The most delicious vanilla slice that will bring up all the nostalgia! An easy recipe using our White Choc Baking Chips and Vanilla Velvet Cake Mix.
You will need
- 1 x pack Noshu 98% Sugar Free Vanilla Velvet Cake Mix
- 2 x packs Noshu 95% Sugar Free White Choc Baking Chips
- 1 x pack Sao crackers
- 20 x 20 cm square cake tin
- Digital kitchen scales
for the custard filling
- 600 ml milk
- 400 ml cream
- 6 x large egg yolks
- 1 x sachet Noshu Vanilla Frosting Mix
- 80 g Noshu 98% Sugar Free Vanilla Velvet Cake Mix
- 200 g Noshu 95% Sugar Free White Choc Baking Chips
- 1 tbsp vanilla essence
for the passionfruit ganache
- 100 g Noshu 95% Sugar Free White Choc Baking Chips
- 80 ml thickened cream
- 50 ml passionfruit pulp
Line your cake tin with cling wrap and place a single layer of Sao crackers on the bottom of the tin.
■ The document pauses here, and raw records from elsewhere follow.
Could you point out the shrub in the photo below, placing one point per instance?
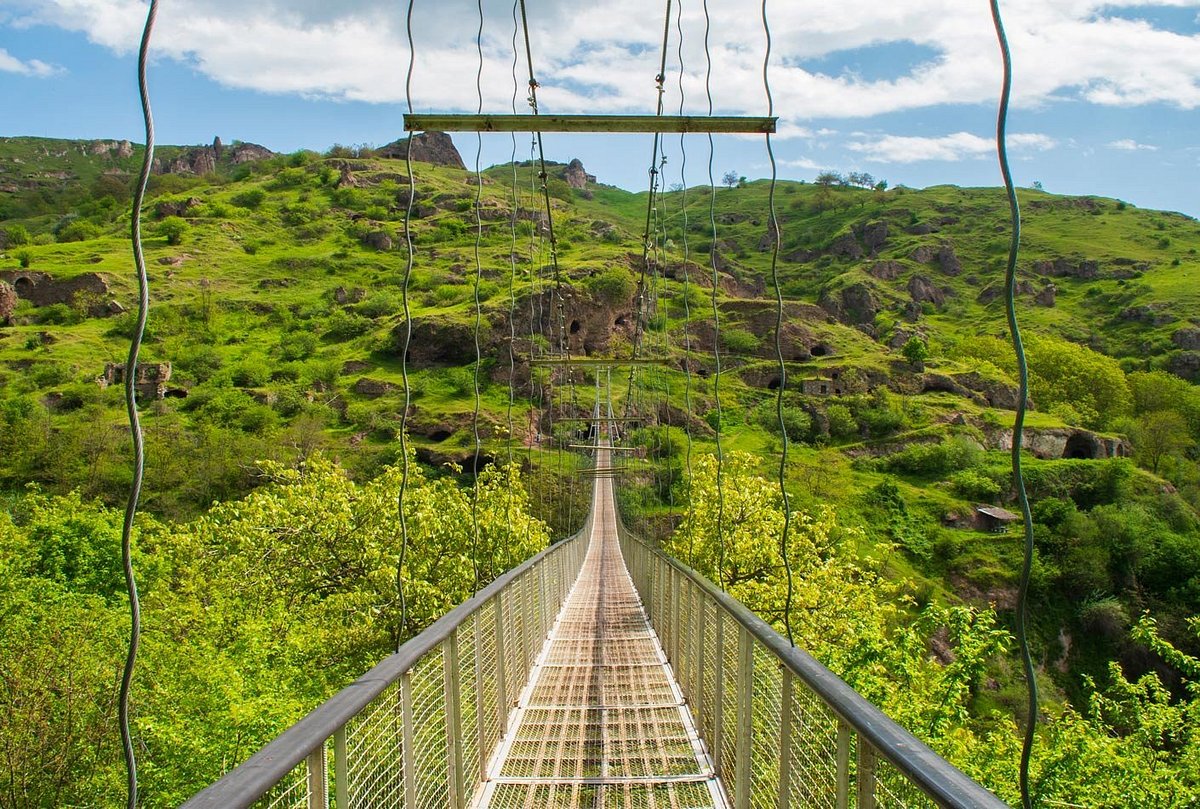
(841, 421)
(612, 285)
(173, 229)
(16, 235)
(975, 485)
(739, 341)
This will create the base layer of the slice.
- Place your cream, milk and white choc chips into a medium saucepan. Whisk over a medium heat until the mixture is warm and the chips have started to melt. Make sure not to bring it to boil.
- While the cream mixture heats, whisk together egg yolks, vanilla frosting mix, Vanilla Velvet Cake Mix and vanilla essence in a large bowl until smooth. The mixture will be really thick.
- Carefully pour a quarter of the heated cream mixture into the egg mixture, whisking quickly but carefully to bring the egg mixture to temperature. Carefully stream the remaining heated cream mixture into your egg mixture and whisk until well combined and smooth. Transfer the mix back into the saucepan and continue whisking over medium heat until it thickens to a custard consistency. This will take about 5 minutes.
- Remove custard from the heat and allow it to cool slightly before gently pouring it over your Sao base. Top the custard with another single layer of Sao crackers and place in the fridge to cool while you make your ganache.
- In a small saucepan, whisk your cream, white choc chips and passionfruit together on a low heat until the chips are melted and the mixture is smooth.
- Allow this to cool slightly before pouring over the top of your slice.
- Tightly wrap your tin with cling wrap and set in the fridge overnight.
- Slice into desired sized pieces and enjoy!
Store refrigerated in an airtight container for up to 5 days.